Exploitation and Patching

Following the release of security patches, attackers began actively exploiting the vulnerability, prompting CISA to add it to its Known Exploited Vulnerabilities (KEV) catalog. BeyondTrust patched the vulnerability on February 2, 2026, for all SaaS instances, but on-premise customers must apply the patches manually.

CISA’s Warning

CISA ordered Federal Civilian Executive Branch agencies to secure their BeyondTrust instances by the end of February 16, as mandated by Binding Operational Directive (BOD) 22-01. The agency warned that these types of vulnerabilities are frequent attack vectors for malicious cyber actors and pose significant risks to the federal enterprise.

Previous Incidents

This is not the first time BeyondTrust security flaws have been exploited to compromise US government agencies.
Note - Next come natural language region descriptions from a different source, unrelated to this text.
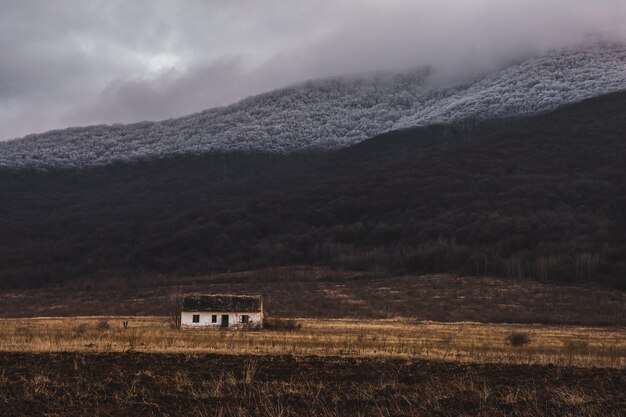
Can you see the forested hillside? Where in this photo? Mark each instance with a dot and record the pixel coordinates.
(542, 197)
(334, 113)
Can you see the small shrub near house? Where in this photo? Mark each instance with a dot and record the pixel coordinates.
(282, 325)
(102, 326)
(517, 339)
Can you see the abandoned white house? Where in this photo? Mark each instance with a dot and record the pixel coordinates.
(222, 311)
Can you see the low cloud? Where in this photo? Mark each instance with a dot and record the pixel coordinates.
(75, 63)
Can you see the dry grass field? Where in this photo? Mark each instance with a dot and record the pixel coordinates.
(326, 293)
(399, 338)
(360, 344)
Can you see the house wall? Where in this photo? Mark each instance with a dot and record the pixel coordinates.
(234, 319)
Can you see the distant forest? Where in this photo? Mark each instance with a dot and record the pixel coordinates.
(541, 197)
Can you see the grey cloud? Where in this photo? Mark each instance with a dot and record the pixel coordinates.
(84, 62)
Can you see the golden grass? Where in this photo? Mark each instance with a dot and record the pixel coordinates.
(463, 342)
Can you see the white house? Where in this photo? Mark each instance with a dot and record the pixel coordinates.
(222, 311)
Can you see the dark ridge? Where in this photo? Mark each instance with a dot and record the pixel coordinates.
(541, 197)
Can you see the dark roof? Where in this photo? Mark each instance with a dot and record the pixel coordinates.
(223, 302)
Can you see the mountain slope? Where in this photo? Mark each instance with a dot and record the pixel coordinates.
(541, 197)
(333, 113)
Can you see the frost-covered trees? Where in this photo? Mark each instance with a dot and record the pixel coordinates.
(334, 112)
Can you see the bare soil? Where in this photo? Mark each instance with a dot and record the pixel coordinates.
(70, 384)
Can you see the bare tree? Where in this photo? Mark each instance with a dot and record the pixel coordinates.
(176, 308)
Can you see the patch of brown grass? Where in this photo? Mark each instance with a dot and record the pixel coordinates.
(460, 342)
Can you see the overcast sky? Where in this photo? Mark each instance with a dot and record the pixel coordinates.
(67, 63)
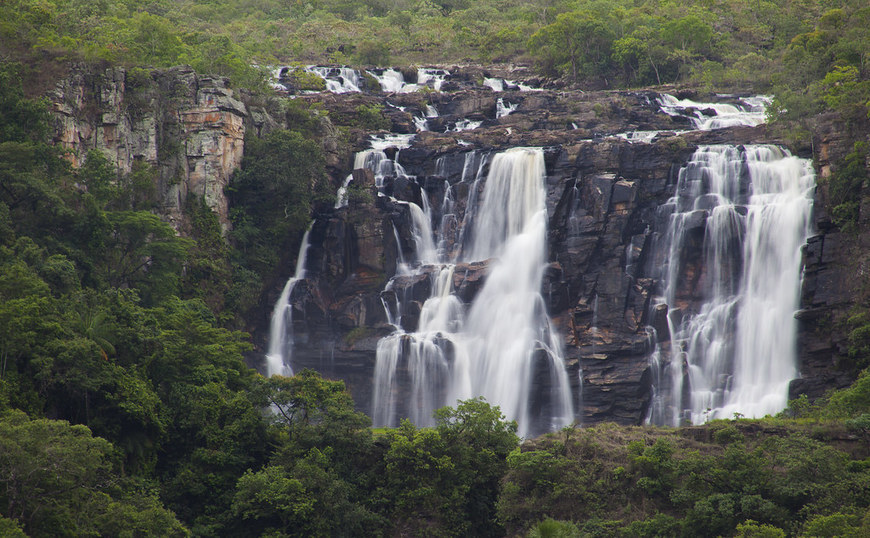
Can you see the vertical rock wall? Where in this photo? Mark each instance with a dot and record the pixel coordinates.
(189, 126)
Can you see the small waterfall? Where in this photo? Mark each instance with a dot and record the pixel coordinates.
(280, 328)
(708, 116)
(502, 108)
(391, 81)
(496, 84)
(435, 77)
(504, 344)
(338, 79)
(751, 209)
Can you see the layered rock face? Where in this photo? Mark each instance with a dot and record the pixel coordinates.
(189, 126)
(603, 192)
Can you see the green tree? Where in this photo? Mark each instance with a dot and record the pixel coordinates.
(58, 480)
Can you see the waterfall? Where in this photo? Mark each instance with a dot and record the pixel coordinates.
(502, 108)
(707, 116)
(504, 344)
(735, 353)
(338, 79)
(280, 328)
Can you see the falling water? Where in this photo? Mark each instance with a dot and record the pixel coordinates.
(503, 108)
(504, 341)
(708, 116)
(280, 338)
(736, 354)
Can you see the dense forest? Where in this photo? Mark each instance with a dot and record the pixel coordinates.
(126, 404)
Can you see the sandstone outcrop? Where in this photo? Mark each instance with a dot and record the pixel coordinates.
(191, 127)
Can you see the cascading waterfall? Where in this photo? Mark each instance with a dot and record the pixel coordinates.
(280, 335)
(503, 108)
(736, 354)
(504, 341)
(708, 116)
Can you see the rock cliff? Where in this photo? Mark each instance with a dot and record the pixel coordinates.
(602, 195)
(191, 127)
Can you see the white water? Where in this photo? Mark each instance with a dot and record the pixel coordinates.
(723, 114)
(278, 358)
(338, 79)
(736, 355)
(494, 349)
(502, 108)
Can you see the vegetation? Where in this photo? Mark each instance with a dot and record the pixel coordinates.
(126, 407)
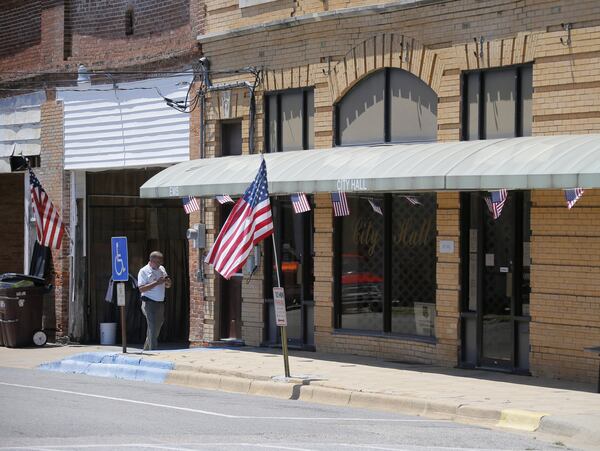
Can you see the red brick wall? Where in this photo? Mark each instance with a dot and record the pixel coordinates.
(20, 34)
(162, 29)
(56, 183)
(11, 226)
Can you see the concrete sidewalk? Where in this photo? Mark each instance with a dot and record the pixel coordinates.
(568, 411)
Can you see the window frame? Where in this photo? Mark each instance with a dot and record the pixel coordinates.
(268, 113)
(386, 327)
(269, 280)
(387, 108)
(465, 117)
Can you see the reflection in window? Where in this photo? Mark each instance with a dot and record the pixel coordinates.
(407, 233)
(391, 105)
(413, 108)
(498, 103)
(361, 265)
(289, 120)
(413, 284)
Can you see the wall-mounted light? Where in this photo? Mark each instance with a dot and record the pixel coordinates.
(406, 52)
(479, 43)
(84, 79)
(567, 27)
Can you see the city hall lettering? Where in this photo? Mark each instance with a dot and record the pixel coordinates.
(352, 185)
(408, 234)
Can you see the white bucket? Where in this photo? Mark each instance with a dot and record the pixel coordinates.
(108, 333)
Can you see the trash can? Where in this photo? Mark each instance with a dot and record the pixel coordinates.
(21, 309)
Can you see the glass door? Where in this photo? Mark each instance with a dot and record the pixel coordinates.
(496, 303)
(495, 283)
(293, 236)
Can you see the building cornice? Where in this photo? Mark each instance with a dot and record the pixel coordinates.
(345, 13)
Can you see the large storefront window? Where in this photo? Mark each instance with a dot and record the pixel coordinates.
(289, 120)
(391, 105)
(386, 266)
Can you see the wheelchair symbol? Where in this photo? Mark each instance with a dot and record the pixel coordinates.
(119, 265)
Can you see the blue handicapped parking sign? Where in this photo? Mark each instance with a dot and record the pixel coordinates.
(120, 263)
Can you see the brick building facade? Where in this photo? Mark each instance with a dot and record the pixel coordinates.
(328, 49)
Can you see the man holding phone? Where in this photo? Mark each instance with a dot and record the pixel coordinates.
(152, 281)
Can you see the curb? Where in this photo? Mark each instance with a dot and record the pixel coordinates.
(297, 389)
(124, 367)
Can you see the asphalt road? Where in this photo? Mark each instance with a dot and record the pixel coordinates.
(48, 411)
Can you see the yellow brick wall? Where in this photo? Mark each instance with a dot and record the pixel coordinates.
(332, 55)
(565, 279)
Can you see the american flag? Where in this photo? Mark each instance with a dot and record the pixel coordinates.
(249, 222)
(572, 195)
(497, 201)
(49, 226)
(190, 204)
(300, 203)
(340, 204)
(488, 202)
(376, 207)
(224, 199)
(413, 200)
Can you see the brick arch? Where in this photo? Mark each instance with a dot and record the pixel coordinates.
(385, 50)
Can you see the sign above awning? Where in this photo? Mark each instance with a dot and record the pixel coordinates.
(542, 162)
(126, 125)
(20, 127)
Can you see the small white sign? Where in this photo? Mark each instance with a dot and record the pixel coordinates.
(446, 247)
(279, 300)
(121, 294)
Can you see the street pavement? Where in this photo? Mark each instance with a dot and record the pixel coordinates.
(555, 410)
(51, 411)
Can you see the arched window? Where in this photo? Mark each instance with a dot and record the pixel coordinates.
(391, 105)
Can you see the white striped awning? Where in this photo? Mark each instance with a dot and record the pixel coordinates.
(542, 162)
(20, 127)
(130, 126)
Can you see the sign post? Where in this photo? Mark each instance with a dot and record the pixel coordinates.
(280, 313)
(120, 274)
(281, 321)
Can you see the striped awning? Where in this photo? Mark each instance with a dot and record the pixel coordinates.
(514, 163)
(127, 125)
(20, 127)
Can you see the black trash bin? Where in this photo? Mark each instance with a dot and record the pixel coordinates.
(21, 310)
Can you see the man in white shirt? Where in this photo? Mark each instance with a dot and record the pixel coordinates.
(152, 281)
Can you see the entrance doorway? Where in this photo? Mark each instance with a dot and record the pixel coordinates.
(230, 295)
(114, 208)
(293, 238)
(495, 283)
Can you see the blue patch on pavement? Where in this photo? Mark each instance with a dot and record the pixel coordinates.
(112, 365)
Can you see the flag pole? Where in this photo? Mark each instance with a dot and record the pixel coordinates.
(286, 362)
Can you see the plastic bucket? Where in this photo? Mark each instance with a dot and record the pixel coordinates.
(108, 333)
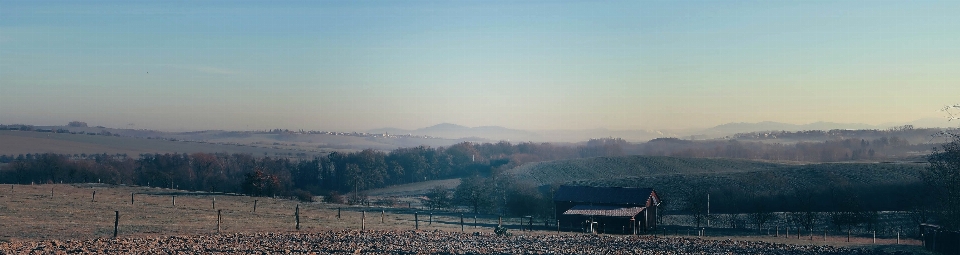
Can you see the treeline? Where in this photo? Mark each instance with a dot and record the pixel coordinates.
(839, 150)
(337, 172)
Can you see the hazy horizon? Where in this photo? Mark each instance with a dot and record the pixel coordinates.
(564, 65)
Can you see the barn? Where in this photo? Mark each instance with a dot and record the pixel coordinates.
(614, 210)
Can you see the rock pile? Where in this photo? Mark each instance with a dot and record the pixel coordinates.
(410, 242)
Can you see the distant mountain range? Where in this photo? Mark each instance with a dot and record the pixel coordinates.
(733, 128)
(497, 133)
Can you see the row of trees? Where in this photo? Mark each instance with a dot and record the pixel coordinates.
(495, 194)
(337, 172)
(850, 149)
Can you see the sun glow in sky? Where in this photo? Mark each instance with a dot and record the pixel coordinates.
(357, 65)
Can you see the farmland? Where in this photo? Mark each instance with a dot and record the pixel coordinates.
(23, 142)
(673, 178)
(70, 218)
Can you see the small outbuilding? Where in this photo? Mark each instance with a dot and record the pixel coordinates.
(606, 209)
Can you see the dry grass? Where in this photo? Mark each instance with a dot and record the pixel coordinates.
(23, 142)
(29, 212)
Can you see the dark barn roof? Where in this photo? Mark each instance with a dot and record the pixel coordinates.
(609, 211)
(603, 195)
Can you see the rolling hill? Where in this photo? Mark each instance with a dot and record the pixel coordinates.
(875, 185)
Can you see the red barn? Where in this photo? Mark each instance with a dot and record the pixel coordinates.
(606, 209)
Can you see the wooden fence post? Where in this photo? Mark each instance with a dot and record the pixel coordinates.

In a previous incident, the US Treasury Department’s network was hacked by the Silk Typhoon, a Chinese state-backed cyberespionage group, which exploited two zero-day bugs to breach BeyondTrust’s systems and compromise 17 Remote Support SaaS instances.

The Silk Typhoon group has also targeted other US government agencies, including the Office of Foreign Assets Control and the Committee on Foreign Investment in the United States.

Importance of Patching

CISA’s warning serves as a reminder of the importance of prompt patching and mitigation of known vulnerabilities to prevent exploitation by malicious actors.